Not Just Tourists
- Formation: 1990
- Headquarters: St. Catharines
- Key people: Ken Taylor and Denise Taylor
- Website: https://njt.net/

= Not Just Tourists =

Not Just Tourists is a volunteer-led grassroots organization headquartered in Canada. Not Just Tourists collects surplus healthcare supplies in Canada, USA, and UK and sends them overseas as donations with tourists visiting low income countries.

Not Just Tourists has chapters in Ottawa, Niagara, Waterloo, Barrie, Calgary, Manitoba, London (Ontario), London (UK), Halifax and Okanagan (British Columbia).

== History ==
Not Just Tourists was founded in 1990 in St. Catharines by Ken Taylor, M.D. and his wife Denise, who took medical supplies to Cuba.

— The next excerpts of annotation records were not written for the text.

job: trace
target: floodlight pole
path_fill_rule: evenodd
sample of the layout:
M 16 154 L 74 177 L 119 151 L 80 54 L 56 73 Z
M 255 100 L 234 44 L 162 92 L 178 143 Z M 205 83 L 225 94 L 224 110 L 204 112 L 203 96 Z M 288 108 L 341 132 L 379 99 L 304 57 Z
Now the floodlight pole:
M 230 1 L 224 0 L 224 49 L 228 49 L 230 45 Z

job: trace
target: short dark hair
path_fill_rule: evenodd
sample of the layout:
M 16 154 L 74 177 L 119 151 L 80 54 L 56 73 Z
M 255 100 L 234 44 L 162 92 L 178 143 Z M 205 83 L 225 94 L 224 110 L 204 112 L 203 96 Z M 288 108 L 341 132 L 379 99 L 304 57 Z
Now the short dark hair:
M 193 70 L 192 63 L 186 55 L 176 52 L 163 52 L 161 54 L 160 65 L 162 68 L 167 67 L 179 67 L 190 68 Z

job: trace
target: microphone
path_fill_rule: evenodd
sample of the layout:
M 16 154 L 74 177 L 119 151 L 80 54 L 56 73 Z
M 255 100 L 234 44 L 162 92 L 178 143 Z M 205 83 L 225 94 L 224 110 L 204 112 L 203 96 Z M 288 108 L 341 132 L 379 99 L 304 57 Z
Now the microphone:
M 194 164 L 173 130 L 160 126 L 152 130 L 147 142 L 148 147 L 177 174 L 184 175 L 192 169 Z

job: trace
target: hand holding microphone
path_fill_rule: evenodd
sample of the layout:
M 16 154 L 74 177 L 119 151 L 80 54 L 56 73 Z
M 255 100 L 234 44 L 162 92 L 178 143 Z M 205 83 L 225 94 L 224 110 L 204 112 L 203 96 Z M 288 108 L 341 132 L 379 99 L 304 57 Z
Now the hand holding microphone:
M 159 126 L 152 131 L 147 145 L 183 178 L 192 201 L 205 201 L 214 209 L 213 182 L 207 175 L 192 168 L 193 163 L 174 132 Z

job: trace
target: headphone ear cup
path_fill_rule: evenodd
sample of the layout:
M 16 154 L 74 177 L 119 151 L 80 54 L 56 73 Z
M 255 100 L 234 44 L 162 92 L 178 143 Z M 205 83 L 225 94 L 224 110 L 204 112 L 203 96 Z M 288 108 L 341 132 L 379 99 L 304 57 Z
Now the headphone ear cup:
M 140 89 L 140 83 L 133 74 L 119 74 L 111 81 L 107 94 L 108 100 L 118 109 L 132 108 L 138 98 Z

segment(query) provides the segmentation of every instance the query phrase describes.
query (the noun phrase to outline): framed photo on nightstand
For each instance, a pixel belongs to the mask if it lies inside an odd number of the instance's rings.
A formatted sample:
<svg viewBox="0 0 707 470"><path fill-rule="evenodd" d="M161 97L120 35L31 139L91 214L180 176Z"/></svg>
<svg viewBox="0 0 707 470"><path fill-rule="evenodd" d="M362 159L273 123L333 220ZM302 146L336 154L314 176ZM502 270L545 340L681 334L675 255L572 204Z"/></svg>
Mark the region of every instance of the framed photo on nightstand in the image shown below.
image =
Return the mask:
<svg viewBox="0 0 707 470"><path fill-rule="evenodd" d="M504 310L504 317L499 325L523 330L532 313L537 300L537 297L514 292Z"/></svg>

The Ottawa chapter was launched in 2005 by Mary Metcalfe and is currently coordinated by her husband Jacques Chenail. Ottawa and area travellers have brought suitcases of medical supplies to over 90 countries. The group also supports medical missions and contributes to ocean containers in support of medical humanitarian aid projects in countries such as Syria, Pakistan, Honduras, Cuba, and many other countries in need. Through its extensive regional network, NJT-Ottawa has also located and contributed donated wheelchairs, walkers, hospital beds, CPAP machines, and many other medical support devices, as well as medical supplies.

The Toronto chapter was started in 2015 by Avi D’Souza. The group of volunteers meet on a weekly basis at Roncesvalles United Church to pack suitcases.

In 2017, Drew Cumpson started the Kingston chapter, nurse Simone Feller opened the Halifax chapter, and the first UK chapter was launched by Claudia Hon M.D. in London.

Cindy Ross, M.D. started the Orange Beach chapter in 2021, the first US chapter.

In 2020, the Manitoba chapter sent personal protective equipment to China.

In 2021, two volunteers privately arranged several shipping containers of medical supplies to be sent to Cuba.

== Activities ==
Surplus medical supplies are donated by hospitals, clinics, medical suppliers, and individuals. Donated supplied usually include gauze, bandages, surgical instruments, masks, gloves, antiseptics, intravenous kits, urinary supplies and birthing kits. Suitcase contents are typically worth $200 to $400. Not Just Tourists has delivered over 10,000 suitcases to 82 countries

Supplies are delivered to low income countries including Syria, Cuba, China, Peru, Mexico, Honduras, Uganda, Guatemala, Cameroon, Rwanda, Swaziland, Chad, El Salvador, Ghana, Ecuador, India, and Kenya.